AVENCHES – Après huit ans d'existence et trois albums, les Auvergnats de Kaolin s'exportent jusqu'au Québec.

Les concerts et grandes dates se succèdent à un rythme soutenu depuis la sortie de leur titre «Partons vite» et l'obtention d'un disque d'or. Le chanteur Guillaume s'en réjouit.

– Vous citez un autre Auvergnat, Jean-Louis Murat, parmi vos références.
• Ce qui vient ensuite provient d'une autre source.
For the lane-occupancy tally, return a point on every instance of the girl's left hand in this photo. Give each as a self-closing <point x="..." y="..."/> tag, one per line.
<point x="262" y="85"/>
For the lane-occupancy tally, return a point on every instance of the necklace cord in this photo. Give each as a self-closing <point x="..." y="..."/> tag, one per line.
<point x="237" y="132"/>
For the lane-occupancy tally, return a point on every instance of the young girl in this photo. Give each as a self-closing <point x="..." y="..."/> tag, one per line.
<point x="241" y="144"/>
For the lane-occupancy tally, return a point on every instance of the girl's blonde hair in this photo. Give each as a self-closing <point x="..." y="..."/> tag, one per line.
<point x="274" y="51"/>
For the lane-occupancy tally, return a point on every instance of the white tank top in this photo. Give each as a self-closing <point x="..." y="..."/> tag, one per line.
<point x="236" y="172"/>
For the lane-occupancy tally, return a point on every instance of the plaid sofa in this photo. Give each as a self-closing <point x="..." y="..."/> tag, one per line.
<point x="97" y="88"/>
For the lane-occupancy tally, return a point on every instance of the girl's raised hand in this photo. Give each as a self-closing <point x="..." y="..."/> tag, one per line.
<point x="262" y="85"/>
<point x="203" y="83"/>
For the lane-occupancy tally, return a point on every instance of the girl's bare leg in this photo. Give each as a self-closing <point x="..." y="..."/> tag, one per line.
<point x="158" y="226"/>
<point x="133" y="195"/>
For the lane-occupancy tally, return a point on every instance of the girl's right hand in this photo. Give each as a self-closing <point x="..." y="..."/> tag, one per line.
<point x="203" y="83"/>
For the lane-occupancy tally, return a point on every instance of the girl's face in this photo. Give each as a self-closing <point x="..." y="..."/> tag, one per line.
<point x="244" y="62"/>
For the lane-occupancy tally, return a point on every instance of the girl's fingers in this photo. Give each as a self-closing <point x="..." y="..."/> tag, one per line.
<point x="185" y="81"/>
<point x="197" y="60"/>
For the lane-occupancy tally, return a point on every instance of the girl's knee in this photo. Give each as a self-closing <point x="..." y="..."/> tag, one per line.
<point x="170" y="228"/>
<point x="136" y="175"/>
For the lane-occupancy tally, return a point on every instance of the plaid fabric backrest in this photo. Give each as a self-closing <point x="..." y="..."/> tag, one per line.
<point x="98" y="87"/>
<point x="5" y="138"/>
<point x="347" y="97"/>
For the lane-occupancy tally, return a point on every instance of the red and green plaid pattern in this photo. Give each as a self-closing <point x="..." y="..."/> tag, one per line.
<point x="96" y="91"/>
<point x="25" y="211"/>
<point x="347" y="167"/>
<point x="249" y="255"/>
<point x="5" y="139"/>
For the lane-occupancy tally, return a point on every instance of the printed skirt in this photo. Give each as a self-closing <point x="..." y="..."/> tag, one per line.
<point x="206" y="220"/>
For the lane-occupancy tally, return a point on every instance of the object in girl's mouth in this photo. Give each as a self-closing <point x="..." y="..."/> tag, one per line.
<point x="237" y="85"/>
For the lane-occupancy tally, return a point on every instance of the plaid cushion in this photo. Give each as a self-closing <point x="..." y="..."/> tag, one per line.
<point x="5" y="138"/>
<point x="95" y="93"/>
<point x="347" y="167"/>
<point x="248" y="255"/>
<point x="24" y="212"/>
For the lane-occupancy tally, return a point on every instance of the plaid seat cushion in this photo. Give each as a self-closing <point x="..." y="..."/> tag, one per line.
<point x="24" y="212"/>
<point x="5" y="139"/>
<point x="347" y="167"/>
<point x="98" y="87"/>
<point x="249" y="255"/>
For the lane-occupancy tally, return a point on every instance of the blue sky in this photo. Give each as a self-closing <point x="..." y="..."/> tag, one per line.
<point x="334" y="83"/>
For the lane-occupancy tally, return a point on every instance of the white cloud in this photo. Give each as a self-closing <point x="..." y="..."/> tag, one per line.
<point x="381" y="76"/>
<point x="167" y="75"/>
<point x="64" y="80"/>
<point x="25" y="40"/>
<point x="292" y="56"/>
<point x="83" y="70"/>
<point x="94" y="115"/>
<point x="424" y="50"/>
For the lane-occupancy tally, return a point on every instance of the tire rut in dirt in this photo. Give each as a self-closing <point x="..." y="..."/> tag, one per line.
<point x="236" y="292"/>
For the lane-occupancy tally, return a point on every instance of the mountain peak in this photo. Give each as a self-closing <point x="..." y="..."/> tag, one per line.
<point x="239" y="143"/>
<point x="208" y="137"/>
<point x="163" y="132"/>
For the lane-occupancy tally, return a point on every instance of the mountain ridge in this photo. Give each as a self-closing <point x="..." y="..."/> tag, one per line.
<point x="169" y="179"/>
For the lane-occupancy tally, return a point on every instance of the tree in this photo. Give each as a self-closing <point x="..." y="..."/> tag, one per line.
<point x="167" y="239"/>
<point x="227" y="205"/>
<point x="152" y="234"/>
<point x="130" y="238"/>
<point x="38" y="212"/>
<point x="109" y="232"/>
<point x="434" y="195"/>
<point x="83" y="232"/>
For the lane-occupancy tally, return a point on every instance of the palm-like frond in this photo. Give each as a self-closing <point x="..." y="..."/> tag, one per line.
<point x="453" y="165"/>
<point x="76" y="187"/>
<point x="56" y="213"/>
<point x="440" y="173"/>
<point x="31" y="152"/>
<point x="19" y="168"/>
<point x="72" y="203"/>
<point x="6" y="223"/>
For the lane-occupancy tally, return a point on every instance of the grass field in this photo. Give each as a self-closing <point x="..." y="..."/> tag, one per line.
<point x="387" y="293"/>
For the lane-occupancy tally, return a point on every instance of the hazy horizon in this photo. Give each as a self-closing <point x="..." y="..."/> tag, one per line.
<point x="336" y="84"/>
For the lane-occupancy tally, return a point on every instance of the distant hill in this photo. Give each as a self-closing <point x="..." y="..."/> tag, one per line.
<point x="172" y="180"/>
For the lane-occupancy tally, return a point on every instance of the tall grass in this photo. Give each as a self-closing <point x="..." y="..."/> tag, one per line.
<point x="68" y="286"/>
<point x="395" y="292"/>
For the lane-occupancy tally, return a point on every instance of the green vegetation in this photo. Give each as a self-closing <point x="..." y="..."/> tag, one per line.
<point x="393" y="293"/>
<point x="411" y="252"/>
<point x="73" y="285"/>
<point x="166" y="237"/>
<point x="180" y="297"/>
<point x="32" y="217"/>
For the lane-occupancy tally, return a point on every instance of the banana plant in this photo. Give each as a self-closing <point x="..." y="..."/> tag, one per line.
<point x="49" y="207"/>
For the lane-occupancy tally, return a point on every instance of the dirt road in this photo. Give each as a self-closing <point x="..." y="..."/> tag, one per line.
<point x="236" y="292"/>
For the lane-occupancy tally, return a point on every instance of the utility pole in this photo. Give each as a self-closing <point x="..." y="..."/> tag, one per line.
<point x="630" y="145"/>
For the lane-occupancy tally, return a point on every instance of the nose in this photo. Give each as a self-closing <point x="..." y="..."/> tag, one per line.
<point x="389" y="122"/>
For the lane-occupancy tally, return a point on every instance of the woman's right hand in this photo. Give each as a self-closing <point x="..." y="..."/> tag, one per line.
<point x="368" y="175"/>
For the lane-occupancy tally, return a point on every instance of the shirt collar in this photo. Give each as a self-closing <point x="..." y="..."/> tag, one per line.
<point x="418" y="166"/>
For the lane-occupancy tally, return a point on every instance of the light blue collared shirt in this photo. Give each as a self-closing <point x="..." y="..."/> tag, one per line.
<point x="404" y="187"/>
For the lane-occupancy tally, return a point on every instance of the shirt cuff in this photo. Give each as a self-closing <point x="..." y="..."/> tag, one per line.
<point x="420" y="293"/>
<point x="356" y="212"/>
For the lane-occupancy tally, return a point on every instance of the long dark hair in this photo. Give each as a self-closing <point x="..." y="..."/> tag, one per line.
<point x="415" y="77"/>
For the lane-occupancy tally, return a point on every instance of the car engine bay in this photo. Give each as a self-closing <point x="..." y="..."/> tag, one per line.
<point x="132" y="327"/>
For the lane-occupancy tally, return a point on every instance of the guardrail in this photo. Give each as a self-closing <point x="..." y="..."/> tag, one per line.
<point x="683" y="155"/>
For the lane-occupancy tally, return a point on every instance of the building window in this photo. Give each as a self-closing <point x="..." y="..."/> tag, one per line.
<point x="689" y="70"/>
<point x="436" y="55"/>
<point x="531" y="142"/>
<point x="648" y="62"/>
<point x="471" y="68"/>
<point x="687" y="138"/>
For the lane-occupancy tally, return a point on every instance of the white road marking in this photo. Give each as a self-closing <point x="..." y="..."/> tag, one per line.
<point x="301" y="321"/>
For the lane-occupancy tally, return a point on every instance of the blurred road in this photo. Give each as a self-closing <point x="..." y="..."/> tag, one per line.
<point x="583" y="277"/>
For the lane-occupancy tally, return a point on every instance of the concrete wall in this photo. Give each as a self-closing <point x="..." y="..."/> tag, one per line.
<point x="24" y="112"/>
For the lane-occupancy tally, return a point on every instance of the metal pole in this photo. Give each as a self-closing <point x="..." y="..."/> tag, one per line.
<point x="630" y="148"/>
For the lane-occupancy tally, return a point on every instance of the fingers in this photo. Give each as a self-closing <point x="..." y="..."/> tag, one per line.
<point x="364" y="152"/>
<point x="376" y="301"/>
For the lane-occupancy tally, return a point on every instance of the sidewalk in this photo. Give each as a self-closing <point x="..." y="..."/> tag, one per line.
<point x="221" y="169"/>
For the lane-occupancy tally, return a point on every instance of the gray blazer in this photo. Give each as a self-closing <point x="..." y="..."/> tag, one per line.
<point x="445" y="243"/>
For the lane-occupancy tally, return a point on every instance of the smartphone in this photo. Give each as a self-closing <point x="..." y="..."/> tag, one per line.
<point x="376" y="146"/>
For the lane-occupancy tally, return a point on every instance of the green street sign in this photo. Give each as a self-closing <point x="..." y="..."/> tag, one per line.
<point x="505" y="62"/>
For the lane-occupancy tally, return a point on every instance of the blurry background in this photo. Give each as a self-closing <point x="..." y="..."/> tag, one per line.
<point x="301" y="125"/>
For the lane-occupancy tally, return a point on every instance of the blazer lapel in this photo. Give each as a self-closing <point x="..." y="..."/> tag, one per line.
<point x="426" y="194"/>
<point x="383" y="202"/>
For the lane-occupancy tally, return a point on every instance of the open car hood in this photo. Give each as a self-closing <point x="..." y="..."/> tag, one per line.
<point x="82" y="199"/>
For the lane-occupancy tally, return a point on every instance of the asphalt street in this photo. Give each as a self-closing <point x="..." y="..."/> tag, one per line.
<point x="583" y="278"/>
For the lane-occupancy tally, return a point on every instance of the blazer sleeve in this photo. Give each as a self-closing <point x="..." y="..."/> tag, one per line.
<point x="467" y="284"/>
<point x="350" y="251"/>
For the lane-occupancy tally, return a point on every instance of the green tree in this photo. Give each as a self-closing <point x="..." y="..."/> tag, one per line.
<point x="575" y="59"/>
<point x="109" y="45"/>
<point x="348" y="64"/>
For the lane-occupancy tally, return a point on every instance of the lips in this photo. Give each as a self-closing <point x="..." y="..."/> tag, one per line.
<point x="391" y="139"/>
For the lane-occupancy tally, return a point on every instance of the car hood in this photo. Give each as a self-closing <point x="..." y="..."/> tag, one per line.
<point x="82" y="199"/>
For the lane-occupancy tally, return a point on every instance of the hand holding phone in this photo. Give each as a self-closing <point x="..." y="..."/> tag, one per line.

Indochine, qui joue le même soir que vous, ne figure pas parmi vos références musicales?

– Je suis forcément de la génération Indochine car on ne peut pas y échapper. Je connais certaines de leurs chansons qui sont presque devenues des madeleines de Proust, me rappellant des moments de mon adolescence. Mes enfants sifflent leurs titres. Mais je ne suis pas fan de l'image autour de ce groupe. Leur côté ado-baudelairien me prend la tête. Je ne comprends rien à leurs paroles, c'est trop torturé tendance gothique pour gamin de 15 ans. Un Jacques Brel me parle beaucoup plus. Mais il faut reconnaître qu'Indochine fait partie de la chanson populaire. J'espère d'ailleurs les croiser à Avenches. Et leur reprocher de nous faire jouer après eux ce soir.

– Allez-vous interprêter sur scène un son plus rock comparé à votre album aux sonorités folk-romantiques?

– Nous sommes avant tout un groupe de scène. Avec des gros riffs de guitare très rock'n'roll, nos live sont plus dynamiques que nos albums. On aime que ça claque, avec aussi des interludes plus calmes. On essaye de passer par tout ce qu'on apprécie musicalement.